ドビュッシー『ピアノのための12の練習曲』

ドビュッシーの『12の練習曲』を聴いている。いまの耳にも、その音楽はじゅうぶんに前衛的に響く。

◆ところで、いま聴いても前衛的であると書くとき、ドビュッシーが1915(大正4)年に完成させたこの音楽を、ぼくはバロック〜古典〜ロマン派〜近現代という音楽史の流れの上に据えて聴いている。つまり、それ以前の音楽とくらべてそれ(『12の練習曲』)は新しくて、どこかつかみどころに欠けると感じているわけだ。

 でも、ぼくは、それではいつまでたってもドビュッシーの音楽に近づけないような気がしている。

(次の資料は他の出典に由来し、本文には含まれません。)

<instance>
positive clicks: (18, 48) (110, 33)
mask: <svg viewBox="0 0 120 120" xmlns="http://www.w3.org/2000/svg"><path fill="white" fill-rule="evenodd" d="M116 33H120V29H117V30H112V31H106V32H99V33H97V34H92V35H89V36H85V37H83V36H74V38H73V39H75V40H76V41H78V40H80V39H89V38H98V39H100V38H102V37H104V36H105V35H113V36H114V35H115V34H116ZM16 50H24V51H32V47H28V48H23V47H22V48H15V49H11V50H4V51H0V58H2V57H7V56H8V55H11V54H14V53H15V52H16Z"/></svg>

音楽史などとは遠くはなれて、もっと直感的にその音楽に触ってみたいのだ。

◆日本にドビュッシーをひろく紹介したとされるのは太田黒元雄だが、大正4年の12月18日、つまりドビュッシーが『12の練習曲』を作曲したのとおなじ年に、太田黒は当時暮らしていた馬込の自邸で第1回「ピアノの夕」を開催している。テーマはずばり「ドビュッシー」。プログラムには『12の練習曲』こそ載っていないものの、ピアノ版による「牧神の午後への前奏曲」「亜麻色の髪の乙女」「沈める寺」などが演奏されたという。大正4年の東京の夜空に、同時代を生きる作曲家ドビュッシーの音楽の調べはどんな軌跡を描いたのだろう。美しく、自由奔放で、野心的なその音楽は。

 願わくは、青空にみつけたジュラルミン製の機体を眩しげに見上げるように、一個の輝く「点」としてドビュッシーの音楽とも出会ってみたいのだ。